Ropeburn the Cat keeping you informed about my cat and his digestive problems…

A chinese lion statue

Welcome to Ropythecat.com, your authoritative source for news and information about Ropeburn The Ginormous Fat Siamese Cat and his favorite pastime: irritating me.  No, Ropeburn is not abused or anything like that.  He does however have a sensitive stomach that makes him yarf from time-to-time.  His Science Diet sensitive stomach food does the trick...that is until he gets into the dog's food...Bastard!  DISCLAIMER: This Web site contains disgusting/disturbing images, has no value whatsoever, and due to its content should not be viewed by anyone.

Weird new delicacy

April 13th, 2007

mmmmm….mushroomsOk…this has to be one of the weirdest (or stupidest) cats ever.  A little background first.  Ropy loves tuna.  It’s the only non-catfood thing that he’s even interested in.  As soon as you get a can of it out, he’s howling at you to let him lick out the can.  Sometimes we add tuna to a fine box o’ mac and cheese as well.  It’s gotten bad enough that if you just make plain mac and cheese, he throws a damn fit.  Well the other day, I decide to mess with him a bit and give him a can of cream of mushroom soup.  Sure as hell, dumb ass cat decided to lick it out.  What a frickin’ weirdo. 

Spring is in the air puke

April 13th, 2007

Spring YakSo spring has finally sprung.  The birds are chirping and Ropy’s sitting in a window smelling that fresh spring air.  And then…..BLAAAAAA.  “Too much spring air….must expel it as soon as possible.”  Rotten S.O.B.

Assassination attempt

January 21st, 2007

Ropeburn made yet another failed assassination attempt on me last night.  This time he decided to try to kill me via a fall down the stairs.  Ropy silently laid on the top step of the stairs in the dark.  When I say “top step”, I don’t mean at the top of the stairs.  He was one step down…so he could hide in the shadows.  As I went up the stairs towards bed, his plan went into action.  Sacrificing his body to kill me, Ropeburn allowed me to step on him in an attempt to make me fall down the stairs to my imminent death.   You failed today Ropeburn….you failed today.

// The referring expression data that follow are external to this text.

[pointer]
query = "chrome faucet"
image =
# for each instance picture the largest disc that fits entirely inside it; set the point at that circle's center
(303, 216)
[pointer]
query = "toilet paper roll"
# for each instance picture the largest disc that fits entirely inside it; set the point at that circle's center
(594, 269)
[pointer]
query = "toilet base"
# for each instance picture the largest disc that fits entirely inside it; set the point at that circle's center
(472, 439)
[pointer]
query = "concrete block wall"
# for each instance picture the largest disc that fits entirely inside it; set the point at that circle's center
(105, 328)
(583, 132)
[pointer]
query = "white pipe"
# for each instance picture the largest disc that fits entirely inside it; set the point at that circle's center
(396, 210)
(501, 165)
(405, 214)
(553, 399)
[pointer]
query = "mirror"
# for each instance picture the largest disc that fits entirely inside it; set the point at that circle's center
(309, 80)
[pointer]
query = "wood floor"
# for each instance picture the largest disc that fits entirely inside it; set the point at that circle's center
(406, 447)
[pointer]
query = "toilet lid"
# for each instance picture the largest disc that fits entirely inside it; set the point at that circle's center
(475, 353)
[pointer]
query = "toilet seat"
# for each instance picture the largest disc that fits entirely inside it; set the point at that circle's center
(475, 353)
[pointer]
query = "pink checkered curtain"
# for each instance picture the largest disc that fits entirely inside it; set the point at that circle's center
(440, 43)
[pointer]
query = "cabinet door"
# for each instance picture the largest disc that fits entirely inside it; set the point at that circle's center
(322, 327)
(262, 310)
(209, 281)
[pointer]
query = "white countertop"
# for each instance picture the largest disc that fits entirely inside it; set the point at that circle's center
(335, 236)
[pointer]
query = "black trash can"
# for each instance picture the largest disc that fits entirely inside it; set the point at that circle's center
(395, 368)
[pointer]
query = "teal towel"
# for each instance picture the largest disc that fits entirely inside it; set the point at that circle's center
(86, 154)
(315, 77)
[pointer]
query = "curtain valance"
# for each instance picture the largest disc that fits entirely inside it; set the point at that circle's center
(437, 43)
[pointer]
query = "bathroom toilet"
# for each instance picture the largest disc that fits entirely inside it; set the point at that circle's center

“You went out to eat without me” puke

January 16th, 2007

Welcome Home

Ok…I got home from work…we went to the flame…and came home to this nice surprise that dickhead left us just inside the door.  Need I say more?

Wakeup call revisited

January 13th, 2007

In the early waking hours today I heard the unmistakable sound of Ropy’s full body heaves.  I said to myself “screw it, Sara can deal with her cat when she gets home from work”.  Sara called me when around 7:30 am as usual so I told her that she had a surprise from that cat waiting for when she got home.  Sara wondered where he puked.  I hadn’t even bothered sitting up earlier when I heard him barf so I sat up to look.  I could partially see a pile of yarf on the floor past the foot of the bed.  As I reached my left hand out to push the comforter down so I could have an unobscured view to the floor, I soon realized I had just planted my hand in a second pile of puke (well…it was probably his first).  That was enough to get me out of bed.  The cat was no where to be seen.  I left the bedroom to go to the laundry closet to get some carpet cleaner and paper towels (for the comforter of course…the floor is still up to Sara).  As I passed the stairway, I saw the S.O.B sitting at the bottom of the stairs, glaring up at me.  I threw the closest item at hand at him (I think it was Ralph leash)…sending him into hiding.  Please tell me again why I haven’t killed him yet.